Patients were permitted to start buprenorphine treatment through telemedicine -- previously, they had been required to see a doctor in person. Many methadone patients were allowed to take home multiple doses of their medication instead of taking it each day at a clinic, previously a privilege reserved for only a few.

But new buprenorphine prescriptions still lagged, according to the study, and the drop was particularly pronounced in the Northeast. Nationwide, researchers estimated that as many as 36,954 people would have started buprenorphine treatment between March and August of 2020 were it not for the pandemic.

“It may be easier to engage existing patients via telemedicine than to serve new ones,” the study reads. “Large pandemic-related reductions in visits to the emergency department may also have reduced the rate of initiation of new buprenorphine treatment of [opioid use disorder].”
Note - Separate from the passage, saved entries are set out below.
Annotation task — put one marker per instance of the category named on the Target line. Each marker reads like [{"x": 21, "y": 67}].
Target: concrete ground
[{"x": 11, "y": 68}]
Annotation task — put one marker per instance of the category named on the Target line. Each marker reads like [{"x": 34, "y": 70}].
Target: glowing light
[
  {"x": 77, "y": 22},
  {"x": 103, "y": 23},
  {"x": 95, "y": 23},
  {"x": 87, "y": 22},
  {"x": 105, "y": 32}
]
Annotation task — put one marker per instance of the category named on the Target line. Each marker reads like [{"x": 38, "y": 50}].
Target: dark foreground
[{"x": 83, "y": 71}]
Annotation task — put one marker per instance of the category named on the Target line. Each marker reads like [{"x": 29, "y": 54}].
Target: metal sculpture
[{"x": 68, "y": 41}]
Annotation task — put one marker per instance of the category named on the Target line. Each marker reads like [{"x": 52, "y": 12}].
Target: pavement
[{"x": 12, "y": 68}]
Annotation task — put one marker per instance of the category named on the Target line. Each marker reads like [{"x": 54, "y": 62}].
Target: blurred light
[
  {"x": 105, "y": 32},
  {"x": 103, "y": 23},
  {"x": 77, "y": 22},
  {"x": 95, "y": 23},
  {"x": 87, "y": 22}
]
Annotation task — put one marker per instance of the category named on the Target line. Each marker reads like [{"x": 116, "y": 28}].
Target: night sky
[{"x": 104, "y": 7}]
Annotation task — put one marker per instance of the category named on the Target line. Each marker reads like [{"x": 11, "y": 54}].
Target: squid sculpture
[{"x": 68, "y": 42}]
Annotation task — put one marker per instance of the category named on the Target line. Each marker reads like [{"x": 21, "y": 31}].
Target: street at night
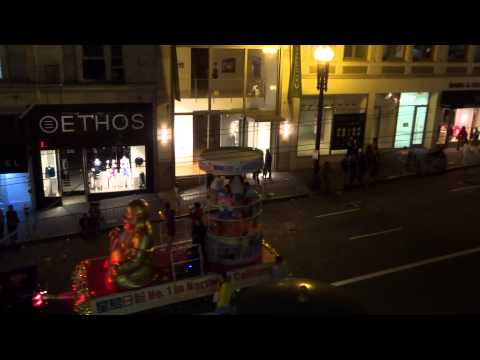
[{"x": 240, "y": 179}]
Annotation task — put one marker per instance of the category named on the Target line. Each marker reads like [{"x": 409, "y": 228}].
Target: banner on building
[
  {"x": 175, "y": 81},
  {"x": 295, "y": 86},
  {"x": 346, "y": 126}
]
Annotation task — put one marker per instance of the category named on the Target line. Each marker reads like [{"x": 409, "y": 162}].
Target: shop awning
[{"x": 460, "y": 99}]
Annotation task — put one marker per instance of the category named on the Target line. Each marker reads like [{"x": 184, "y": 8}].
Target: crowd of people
[{"x": 360, "y": 166}]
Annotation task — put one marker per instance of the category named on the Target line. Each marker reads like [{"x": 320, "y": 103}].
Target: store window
[
  {"x": 96, "y": 66},
  {"x": 227, "y": 78},
  {"x": 393, "y": 53},
  {"x": 411, "y": 118},
  {"x": 457, "y": 53},
  {"x": 262, "y": 79},
  {"x": 422, "y": 52},
  {"x": 355, "y": 52},
  {"x": 476, "y": 57},
  {"x": 49, "y": 161},
  {"x": 116, "y": 168},
  {"x": 307, "y": 128}
]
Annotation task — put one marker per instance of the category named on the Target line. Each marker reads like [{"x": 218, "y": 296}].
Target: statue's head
[{"x": 137, "y": 212}]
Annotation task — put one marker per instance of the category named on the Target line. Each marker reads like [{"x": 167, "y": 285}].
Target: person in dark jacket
[
  {"x": 362, "y": 167},
  {"x": 462, "y": 138},
  {"x": 12, "y": 223},
  {"x": 267, "y": 168},
  {"x": 352, "y": 169}
]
Economist Janet Currie, the study’s lead author and the head of Princeton’s Center for Health and Wellbeing, said providers may also have been nervous about taking on new patients they could not meet in person during the pandemic, and more comfortable treating patients they already knew through telemedicine.

But, she added, “the really big picture is that it’s so hard to get effective treatment compared to how easy it is to get opioid [painkillers].”

Currie said she hopes that even more recent relaxations of federal regulations surrounding buprenorphine will help more patients get into treatment. New guidelines from the Department of Health and Human Services have exempted some physicians and other medical professionals from having to undergo special training to prescribe buprenorphine -- a measure that advocates had long decried as onerous and unnecessary.

“You don’t have any special training to prescribe opioids,” she said. “The whole regulatory framework has been really crazy. One possible positive thing that might come out of the COVID pandemic is changes to those restrictive rules on buprenorphine practice. Allowing more people to treat patients is a really important step.”